The Turkish legislation exposes the history professor to a steady fear of being prosecuted because of his opinions on the events of 1915 concerning the Armenian population, hence limiting his freedom of expression under art.10 of ECHR. This is what the European Court of Human Rights established in its judgement of October 25, calling attention once again to the degree of protection of the fundamental liberties in Turkey.
Altug Taner Akçam, a German-Turkish living in Ankara, during the years have done many researches and published several articles on what happened to Ottoman empire’s Armenians in 1915. However, the Turkish Republic, does not recognize the application of the term ‘genocide’ to those events, and some fringes of the population, mainly the radical and ultra-nationalist groups, deemed that the expression denigrates the ‘turkishness’, a crime punished up to three years imprisonment, in compliance with art. 301 of the national penal code.
In October 2006, in an editorial published on the Turkish-Armenians daily newspaper AGOS, Mr Taner Akçam harshly criticized the criminal proceeding set up against his compatriot and journalist Hrant Dink, for injuring the ‘turkishness’ with his articles. The editorial engendered outrage among the extremists that reacted denouncing the author, who had not been condemned under art. 301.
Nonetheless, the history professor decided to turn to the Strasbourg Court, claiming that the penal charges lead off to repeated attacks against him: the media called him ‘German spy’ or ‘traitor’, he received letters full of insults and death threats; fear and anxiety caused by these happenings led him to interrupt his working on Armenians in June 2007.
Last October, the Court recognized that, though the modifications done in recent years, the provisions embodied in article 301 of the Turkish law are extremely vague and do not allow individuals to regulate their behaviour or forecast the consequences of their actions.
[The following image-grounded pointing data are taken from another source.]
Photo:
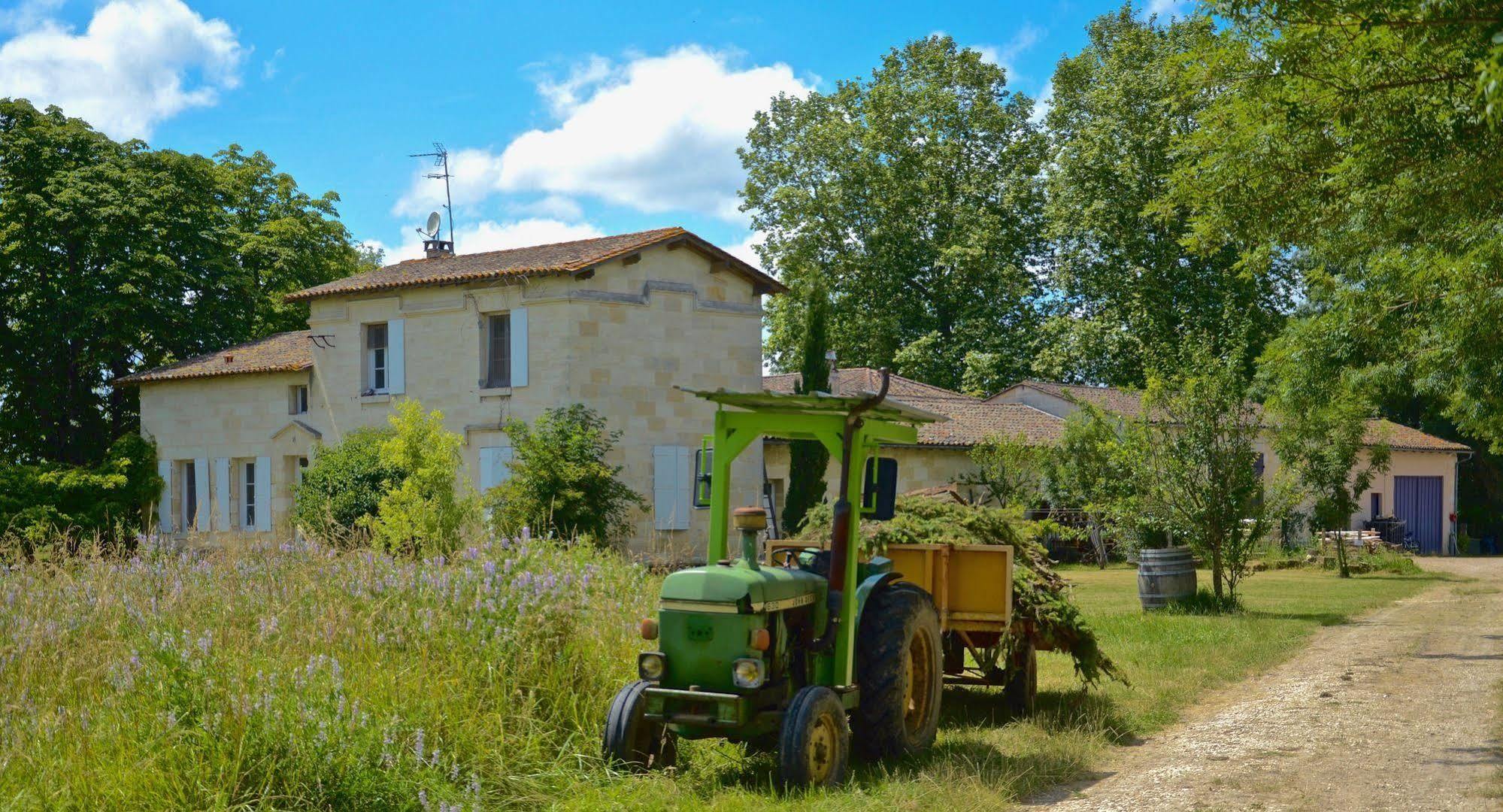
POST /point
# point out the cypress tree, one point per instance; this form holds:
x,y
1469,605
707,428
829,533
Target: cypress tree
x,y
809,459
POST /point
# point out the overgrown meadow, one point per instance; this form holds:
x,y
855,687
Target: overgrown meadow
x,y
301,677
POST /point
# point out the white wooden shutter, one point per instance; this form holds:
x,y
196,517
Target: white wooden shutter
x,y
263,494
519,347
672,486
200,488
495,467
221,494
164,506
395,357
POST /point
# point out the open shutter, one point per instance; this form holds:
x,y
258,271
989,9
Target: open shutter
x,y
672,486
164,504
519,347
395,357
495,467
221,494
200,488
263,494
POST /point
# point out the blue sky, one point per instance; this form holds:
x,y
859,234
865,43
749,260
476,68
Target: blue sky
x,y
562,121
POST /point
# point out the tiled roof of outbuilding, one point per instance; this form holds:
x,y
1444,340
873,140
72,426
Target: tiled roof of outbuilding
x,y
1129,404
971,419
280,353
534,261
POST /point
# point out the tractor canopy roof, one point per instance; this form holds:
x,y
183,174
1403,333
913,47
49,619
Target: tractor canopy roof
x,y
818,404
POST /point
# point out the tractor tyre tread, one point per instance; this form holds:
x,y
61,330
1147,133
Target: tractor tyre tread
x,y
889,622
798,720
621,736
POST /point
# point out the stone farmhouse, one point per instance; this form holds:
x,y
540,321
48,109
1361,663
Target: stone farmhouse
x,y
611,323
1418,488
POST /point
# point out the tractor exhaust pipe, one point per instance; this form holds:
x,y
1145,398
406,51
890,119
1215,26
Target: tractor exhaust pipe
x,y
844,517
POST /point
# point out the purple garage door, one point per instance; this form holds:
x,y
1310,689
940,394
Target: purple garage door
x,y
1417,501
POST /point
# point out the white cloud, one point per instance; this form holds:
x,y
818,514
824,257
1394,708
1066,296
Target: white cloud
x,y
555,207
137,62
1167,8
746,250
1044,103
272,65
1006,56
474,178
493,237
656,135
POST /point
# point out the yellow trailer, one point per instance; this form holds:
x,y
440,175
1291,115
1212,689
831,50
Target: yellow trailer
x,y
973,592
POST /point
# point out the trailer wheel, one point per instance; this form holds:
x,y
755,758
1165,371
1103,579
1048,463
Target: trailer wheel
x,y
1021,688
815,745
633,742
898,667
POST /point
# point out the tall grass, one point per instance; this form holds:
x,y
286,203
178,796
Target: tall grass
x,y
296,677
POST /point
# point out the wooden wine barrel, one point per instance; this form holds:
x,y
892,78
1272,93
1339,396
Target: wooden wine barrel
x,y
1165,575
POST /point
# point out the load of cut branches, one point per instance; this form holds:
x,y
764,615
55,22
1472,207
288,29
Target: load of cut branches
x,y
1041,596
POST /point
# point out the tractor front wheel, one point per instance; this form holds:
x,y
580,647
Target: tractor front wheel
x,y
815,745
633,742
898,665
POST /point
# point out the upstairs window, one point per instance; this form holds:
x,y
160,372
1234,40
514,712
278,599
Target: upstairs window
x,y
498,351
376,359
298,401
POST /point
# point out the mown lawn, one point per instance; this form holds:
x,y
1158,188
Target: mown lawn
x,y
298,677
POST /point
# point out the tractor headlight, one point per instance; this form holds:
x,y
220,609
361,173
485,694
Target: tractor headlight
x,y
749,673
650,665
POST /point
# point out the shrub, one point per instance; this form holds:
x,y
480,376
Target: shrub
x,y
59,506
559,482
343,486
433,504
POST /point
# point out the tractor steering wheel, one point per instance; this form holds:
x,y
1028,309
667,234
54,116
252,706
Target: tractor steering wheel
x,y
786,559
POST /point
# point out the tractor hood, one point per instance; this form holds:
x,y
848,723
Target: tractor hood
x,y
761,590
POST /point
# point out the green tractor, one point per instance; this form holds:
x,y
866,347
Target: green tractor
x,y
811,653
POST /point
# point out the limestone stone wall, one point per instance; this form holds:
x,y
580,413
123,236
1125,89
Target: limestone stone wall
x,y
617,341
239,417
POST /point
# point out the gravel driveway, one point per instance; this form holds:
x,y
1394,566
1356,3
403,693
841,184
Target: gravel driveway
x,y
1397,710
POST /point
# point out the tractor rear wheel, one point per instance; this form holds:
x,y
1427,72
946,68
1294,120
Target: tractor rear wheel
x,y
898,667
815,745
633,742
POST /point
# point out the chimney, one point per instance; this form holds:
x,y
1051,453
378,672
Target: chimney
x,y
436,249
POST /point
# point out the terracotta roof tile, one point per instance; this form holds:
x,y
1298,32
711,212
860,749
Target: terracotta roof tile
x,y
534,261
1403,438
1129,404
280,353
971,419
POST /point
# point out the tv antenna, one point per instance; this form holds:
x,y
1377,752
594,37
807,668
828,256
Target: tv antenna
x,y
441,159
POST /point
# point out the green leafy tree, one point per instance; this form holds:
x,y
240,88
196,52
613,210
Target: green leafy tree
x,y
1200,467
1093,470
343,488
1009,471
1322,426
63,506
433,504
808,461
916,196
117,258
1134,289
1356,135
559,480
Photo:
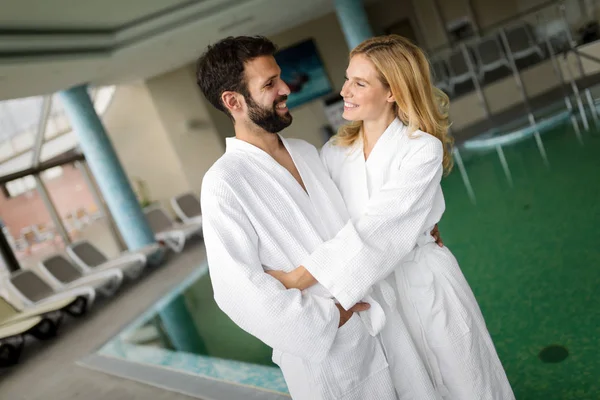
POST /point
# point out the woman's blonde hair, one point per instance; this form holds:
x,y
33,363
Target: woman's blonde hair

As a result, the Court affirms, art. 301 constitutes a permanent threat to the freedom of expression protected by the ECHR.
In the past, proceedings on the basis of this article were set up against internationally renowned authors, such as Orhan Pamuk and Elif Şafak; in the first case, the Minister of Justice did not grant the certificate of action, while in the second, the penal Court of Beyoğlu concluded that the novel ‘Istanbul bastards’ was based on fictional events and for this reason the declarations of its main characters could not be deemed as insults to ‘turkishness’.